A 35 year old man arrives at your emergency room, he’s a construction worker and he’s put a large spike right through his forearm with a nail gun. Ouch! He’s freaking out, screaming and writhing around. ‘Stay still!’ the nurse is yelling, ‘I can’t help you until I get this IV in!’ The ambulance crew is trying to hold him flat, the patient is screaming, crying and can’t stop moving.
I hate this kind of messy situation, I like my emerg to be a well oiled machine and this situation is like the sound of metal shavings in the gears. What can you do? Obviously this patient needs analgesia, but in the current situation establishing IV access is proving difficult.
Intranasal fentanyl is the trick shot that can get you out of this situation.
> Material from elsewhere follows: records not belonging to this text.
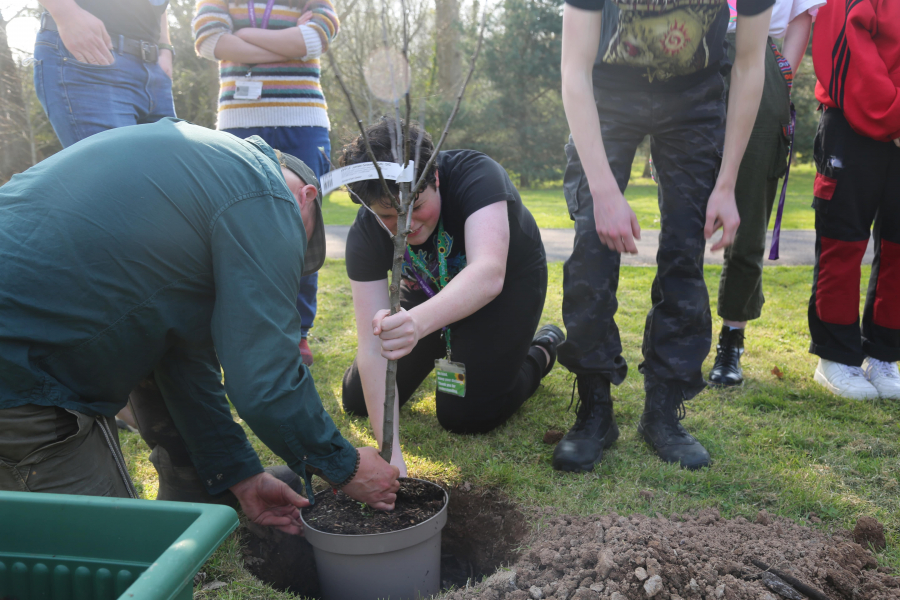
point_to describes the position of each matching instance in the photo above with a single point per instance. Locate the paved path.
(797, 247)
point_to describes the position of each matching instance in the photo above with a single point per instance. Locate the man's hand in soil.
(376, 481)
(616, 223)
(270, 502)
(83, 34)
(721, 212)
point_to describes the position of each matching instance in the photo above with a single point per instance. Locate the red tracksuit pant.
(857, 184)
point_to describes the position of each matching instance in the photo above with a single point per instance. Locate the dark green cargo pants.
(53, 450)
(765, 160)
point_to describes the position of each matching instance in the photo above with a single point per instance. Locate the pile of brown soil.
(417, 501)
(700, 557)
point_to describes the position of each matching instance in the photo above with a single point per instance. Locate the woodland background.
(512, 110)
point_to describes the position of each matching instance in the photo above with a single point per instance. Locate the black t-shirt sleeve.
(475, 181)
(587, 4)
(752, 7)
(369, 249)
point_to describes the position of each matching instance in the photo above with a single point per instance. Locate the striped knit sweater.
(291, 94)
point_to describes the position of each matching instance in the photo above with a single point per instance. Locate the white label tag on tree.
(248, 90)
(392, 171)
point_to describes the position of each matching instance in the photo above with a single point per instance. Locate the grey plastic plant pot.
(398, 565)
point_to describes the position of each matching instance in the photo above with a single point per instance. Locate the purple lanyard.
(251, 9)
(776, 232)
(421, 280)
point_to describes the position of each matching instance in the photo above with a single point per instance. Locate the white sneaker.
(884, 376)
(844, 380)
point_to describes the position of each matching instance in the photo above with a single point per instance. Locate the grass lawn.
(784, 445)
(549, 206)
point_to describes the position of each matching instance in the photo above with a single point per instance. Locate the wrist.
(352, 475)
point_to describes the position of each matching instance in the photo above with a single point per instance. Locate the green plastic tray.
(58, 547)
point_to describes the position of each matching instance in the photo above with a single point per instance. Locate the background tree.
(17, 152)
(195, 85)
(520, 120)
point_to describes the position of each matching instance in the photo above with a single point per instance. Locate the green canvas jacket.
(172, 249)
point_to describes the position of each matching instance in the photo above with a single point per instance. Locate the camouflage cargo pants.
(687, 131)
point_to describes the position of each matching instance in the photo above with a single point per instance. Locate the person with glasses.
(472, 292)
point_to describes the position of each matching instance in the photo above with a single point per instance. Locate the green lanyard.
(421, 271)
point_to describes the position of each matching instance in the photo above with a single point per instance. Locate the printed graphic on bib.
(667, 43)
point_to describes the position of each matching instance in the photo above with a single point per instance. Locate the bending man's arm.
(257, 261)
(747, 78)
(616, 223)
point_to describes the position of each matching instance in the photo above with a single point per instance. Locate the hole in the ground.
(484, 530)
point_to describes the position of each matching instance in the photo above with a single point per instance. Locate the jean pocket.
(70, 59)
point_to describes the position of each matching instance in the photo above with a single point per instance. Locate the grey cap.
(315, 246)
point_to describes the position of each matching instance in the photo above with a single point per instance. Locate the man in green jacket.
(179, 249)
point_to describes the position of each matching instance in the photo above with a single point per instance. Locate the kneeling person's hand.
(399, 333)
(375, 482)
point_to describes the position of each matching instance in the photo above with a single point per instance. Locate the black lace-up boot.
(594, 430)
(727, 368)
(660, 426)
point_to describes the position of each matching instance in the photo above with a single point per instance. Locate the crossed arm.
(253, 46)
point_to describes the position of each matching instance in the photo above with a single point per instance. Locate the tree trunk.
(16, 155)
(447, 47)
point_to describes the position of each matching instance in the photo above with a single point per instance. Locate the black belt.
(146, 51)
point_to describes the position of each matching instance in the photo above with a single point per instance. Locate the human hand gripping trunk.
(614, 219)
(375, 483)
(747, 78)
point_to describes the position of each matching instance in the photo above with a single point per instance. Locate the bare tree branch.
(462, 91)
(362, 130)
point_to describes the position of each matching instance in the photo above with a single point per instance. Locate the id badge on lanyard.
(247, 89)
(451, 376)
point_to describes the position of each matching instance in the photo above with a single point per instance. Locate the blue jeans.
(304, 143)
(82, 99)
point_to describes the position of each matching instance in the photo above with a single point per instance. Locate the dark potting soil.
(689, 557)
(417, 501)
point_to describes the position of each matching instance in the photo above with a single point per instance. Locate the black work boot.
(594, 430)
(660, 426)
(549, 337)
(727, 368)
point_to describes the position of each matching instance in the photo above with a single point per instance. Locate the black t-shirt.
(662, 44)
(136, 19)
(469, 181)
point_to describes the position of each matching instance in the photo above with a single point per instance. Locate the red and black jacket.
(856, 55)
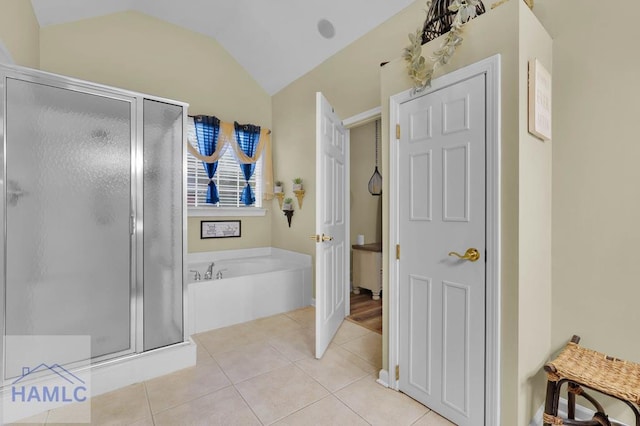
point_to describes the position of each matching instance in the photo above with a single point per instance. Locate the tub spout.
(209, 274)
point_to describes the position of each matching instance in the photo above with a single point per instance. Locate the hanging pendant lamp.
(375, 183)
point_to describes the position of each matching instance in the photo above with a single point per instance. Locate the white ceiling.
(276, 41)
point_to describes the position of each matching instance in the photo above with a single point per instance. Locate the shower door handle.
(132, 225)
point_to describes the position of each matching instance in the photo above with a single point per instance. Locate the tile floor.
(263, 372)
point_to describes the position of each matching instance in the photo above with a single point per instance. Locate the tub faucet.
(209, 274)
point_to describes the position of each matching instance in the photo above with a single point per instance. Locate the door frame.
(490, 67)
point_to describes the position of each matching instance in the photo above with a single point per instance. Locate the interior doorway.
(366, 222)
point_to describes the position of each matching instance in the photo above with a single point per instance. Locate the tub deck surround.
(255, 283)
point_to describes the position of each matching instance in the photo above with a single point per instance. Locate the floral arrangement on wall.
(420, 70)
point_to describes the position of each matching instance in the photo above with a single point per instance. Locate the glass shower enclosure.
(92, 207)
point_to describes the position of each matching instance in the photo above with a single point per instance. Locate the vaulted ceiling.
(276, 41)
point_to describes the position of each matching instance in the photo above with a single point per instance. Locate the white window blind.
(229, 178)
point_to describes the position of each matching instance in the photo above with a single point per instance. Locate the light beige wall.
(350, 80)
(596, 203)
(20, 32)
(499, 32)
(534, 228)
(137, 52)
(366, 209)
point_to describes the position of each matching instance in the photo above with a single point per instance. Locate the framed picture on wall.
(539, 100)
(220, 229)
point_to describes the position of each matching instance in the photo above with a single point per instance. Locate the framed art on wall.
(539, 100)
(220, 229)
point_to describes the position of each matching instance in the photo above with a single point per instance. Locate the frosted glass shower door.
(68, 210)
(163, 223)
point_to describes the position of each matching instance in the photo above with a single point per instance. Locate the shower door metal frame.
(136, 272)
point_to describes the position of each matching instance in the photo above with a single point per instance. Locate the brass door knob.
(319, 238)
(471, 254)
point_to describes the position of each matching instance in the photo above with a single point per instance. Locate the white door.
(442, 210)
(332, 284)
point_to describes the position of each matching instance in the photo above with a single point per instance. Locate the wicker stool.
(584, 368)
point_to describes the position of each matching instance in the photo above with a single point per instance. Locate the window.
(228, 178)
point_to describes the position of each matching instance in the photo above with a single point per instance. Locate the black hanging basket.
(439, 19)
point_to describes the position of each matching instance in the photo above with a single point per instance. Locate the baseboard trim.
(383, 378)
(581, 413)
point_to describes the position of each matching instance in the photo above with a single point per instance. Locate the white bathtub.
(255, 283)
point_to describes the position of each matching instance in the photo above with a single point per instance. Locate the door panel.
(442, 210)
(332, 283)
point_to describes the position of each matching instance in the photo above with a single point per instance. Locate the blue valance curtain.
(247, 137)
(207, 133)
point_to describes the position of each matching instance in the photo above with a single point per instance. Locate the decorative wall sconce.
(289, 215)
(300, 196)
(280, 197)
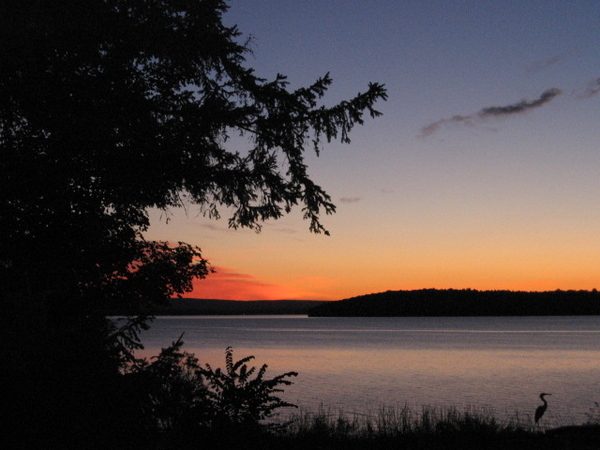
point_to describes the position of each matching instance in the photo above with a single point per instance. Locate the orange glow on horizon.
(226, 284)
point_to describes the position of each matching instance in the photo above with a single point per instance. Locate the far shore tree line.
(107, 109)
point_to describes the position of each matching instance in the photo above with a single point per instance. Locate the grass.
(429, 428)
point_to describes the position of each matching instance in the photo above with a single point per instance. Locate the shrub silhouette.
(237, 398)
(178, 399)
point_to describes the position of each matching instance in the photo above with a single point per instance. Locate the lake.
(358, 365)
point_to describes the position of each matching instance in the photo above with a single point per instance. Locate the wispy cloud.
(491, 112)
(591, 89)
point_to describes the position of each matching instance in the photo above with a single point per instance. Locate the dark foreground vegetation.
(206, 307)
(464, 302)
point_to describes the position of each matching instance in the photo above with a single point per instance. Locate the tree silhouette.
(108, 108)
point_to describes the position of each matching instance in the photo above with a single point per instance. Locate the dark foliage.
(464, 302)
(109, 108)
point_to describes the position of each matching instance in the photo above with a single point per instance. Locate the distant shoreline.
(214, 307)
(463, 303)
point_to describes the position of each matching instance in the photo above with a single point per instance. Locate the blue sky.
(493, 202)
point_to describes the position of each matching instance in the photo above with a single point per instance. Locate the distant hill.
(205, 307)
(465, 302)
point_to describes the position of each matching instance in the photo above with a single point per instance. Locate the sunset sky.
(483, 173)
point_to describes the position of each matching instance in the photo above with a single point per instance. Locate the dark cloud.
(491, 112)
(520, 107)
(592, 88)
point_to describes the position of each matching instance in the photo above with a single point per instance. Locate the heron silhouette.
(539, 412)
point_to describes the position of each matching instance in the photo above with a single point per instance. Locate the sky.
(482, 173)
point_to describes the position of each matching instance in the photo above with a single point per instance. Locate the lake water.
(358, 365)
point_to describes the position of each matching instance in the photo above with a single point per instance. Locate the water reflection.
(361, 364)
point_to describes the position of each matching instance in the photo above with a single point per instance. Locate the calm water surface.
(360, 364)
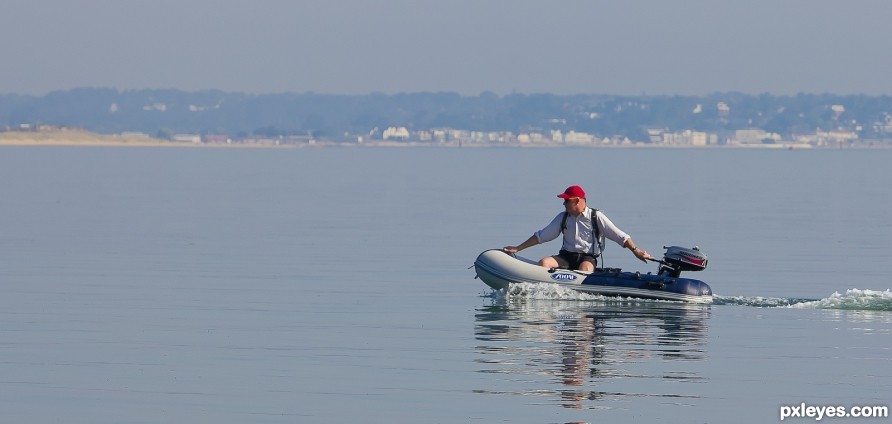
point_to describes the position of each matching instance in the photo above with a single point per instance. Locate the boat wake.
(852, 299)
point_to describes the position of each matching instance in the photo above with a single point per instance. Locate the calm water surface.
(332, 285)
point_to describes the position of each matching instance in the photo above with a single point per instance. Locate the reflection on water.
(591, 354)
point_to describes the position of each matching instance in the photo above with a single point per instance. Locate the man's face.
(574, 205)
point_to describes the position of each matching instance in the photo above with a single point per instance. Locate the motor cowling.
(678, 259)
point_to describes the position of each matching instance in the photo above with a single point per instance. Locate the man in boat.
(583, 230)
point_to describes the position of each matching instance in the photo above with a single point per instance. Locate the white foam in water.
(854, 299)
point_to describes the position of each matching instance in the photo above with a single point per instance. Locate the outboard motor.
(678, 259)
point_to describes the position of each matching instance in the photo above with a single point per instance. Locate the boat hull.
(498, 269)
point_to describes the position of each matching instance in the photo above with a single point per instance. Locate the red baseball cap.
(572, 191)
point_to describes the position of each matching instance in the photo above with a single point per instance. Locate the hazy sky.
(688, 47)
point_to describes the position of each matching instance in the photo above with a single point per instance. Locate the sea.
(335, 285)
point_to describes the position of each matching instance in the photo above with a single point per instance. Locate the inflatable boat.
(498, 269)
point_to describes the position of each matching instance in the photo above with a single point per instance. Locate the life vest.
(595, 229)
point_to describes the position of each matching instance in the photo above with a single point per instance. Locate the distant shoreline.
(62, 137)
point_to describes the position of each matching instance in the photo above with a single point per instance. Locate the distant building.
(396, 133)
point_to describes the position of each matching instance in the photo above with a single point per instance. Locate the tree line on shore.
(334, 117)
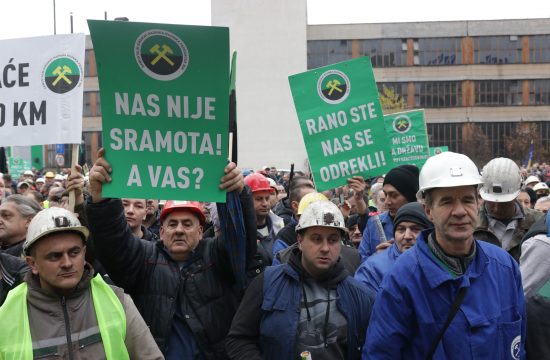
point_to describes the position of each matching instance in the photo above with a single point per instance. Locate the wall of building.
(270, 40)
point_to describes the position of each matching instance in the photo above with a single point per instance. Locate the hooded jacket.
(266, 324)
(372, 236)
(482, 231)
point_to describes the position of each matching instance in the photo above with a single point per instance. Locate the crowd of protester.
(447, 261)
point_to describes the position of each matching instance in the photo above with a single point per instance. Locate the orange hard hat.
(173, 205)
(258, 182)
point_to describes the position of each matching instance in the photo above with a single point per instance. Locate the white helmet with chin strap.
(501, 180)
(447, 169)
(322, 213)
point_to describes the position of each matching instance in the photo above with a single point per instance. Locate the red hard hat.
(257, 182)
(193, 206)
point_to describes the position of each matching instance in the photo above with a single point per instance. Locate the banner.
(164, 104)
(408, 137)
(342, 122)
(17, 167)
(438, 150)
(41, 90)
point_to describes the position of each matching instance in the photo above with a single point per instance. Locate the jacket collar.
(434, 271)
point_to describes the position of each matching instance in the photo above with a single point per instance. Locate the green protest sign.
(16, 166)
(408, 136)
(342, 122)
(164, 107)
(438, 150)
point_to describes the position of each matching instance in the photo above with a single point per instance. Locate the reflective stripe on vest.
(15, 334)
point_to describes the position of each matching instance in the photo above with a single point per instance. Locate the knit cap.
(405, 179)
(412, 212)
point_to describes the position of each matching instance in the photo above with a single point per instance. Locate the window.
(326, 52)
(445, 134)
(438, 94)
(87, 104)
(539, 92)
(497, 92)
(539, 49)
(497, 50)
(398, 89)
(439, 51)
(386, 52)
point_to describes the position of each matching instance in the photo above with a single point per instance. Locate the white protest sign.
(41, 90)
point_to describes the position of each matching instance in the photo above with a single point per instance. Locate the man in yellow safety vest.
(63, 310)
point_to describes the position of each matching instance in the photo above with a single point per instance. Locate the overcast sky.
(24, 18)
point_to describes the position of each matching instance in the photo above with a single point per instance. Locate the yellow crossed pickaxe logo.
(161, 54)
(402, 124)
(60, 72)
(333, 85)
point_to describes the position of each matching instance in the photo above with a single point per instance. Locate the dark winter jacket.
(205, 286)
(265, 326)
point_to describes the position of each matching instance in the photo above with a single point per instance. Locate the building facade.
(485, 85)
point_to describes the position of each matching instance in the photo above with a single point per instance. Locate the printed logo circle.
(402, 124)
(161, 54)
(515, 347)
(333, 86)
(62, 74)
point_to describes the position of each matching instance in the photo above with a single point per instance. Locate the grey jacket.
(483, 233)
(12, 271)
(53, 319)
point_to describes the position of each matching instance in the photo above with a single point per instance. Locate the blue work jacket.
(371, 235)
(372, 271)
(416, 296)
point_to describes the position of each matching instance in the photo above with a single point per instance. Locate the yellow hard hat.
(308, 199)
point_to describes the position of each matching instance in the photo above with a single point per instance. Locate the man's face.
(58, 260)
(13, 226)
(135, 211)
(453, 212)
(543, 207)
(180, 233)
(381, 201)
(405, 235)
(355, 235)
(394, 199)
(152, 207)
(261, 202)
(501, 211)
(320, 249)
(524, 200)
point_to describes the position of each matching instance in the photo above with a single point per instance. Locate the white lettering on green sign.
(176, 106)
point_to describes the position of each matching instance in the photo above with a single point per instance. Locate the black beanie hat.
(413, 212)
(405, 179)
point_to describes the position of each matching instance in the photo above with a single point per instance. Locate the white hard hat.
(322, 213)
(447, 169)
(540, 186)
(50, 221)
(501, 180)
(531, 179)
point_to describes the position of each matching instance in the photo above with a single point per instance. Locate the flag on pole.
(529, 158)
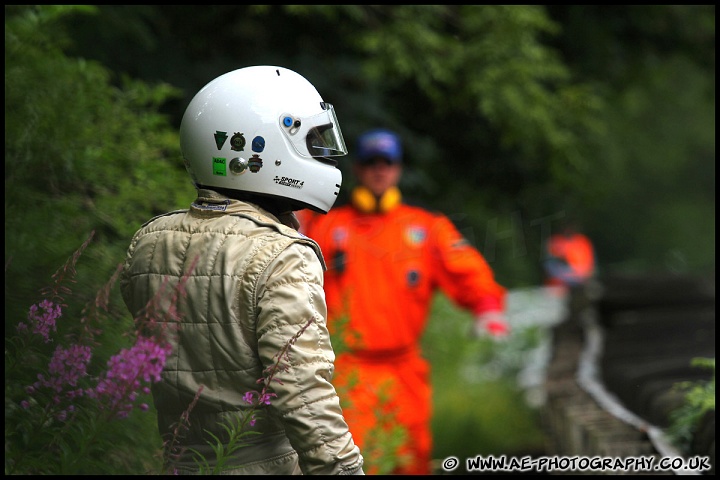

Estimate the patients weight, draw up 0.5mcg/kg of fentanyl into a 3ml syringe. If you have an atomizer device use it, if not just make sure the patients head is tilted back. Walk over to the patient and say “Sir I am going to give you some pain medication, do you have any allergies?’ then, shove it up his nose.
Ah, silence my favourite sound. Intranasal fentanyl is directly absorbed, bypasses first pass metabolism and rapidly accesses the brain to provide analgesia. It burns a little in the nose, but in the patient with severe pain they never seem to notice. A minute after giving the med you can take a history, do your examination and establish your IV in a cooperative, if slightly altered patient.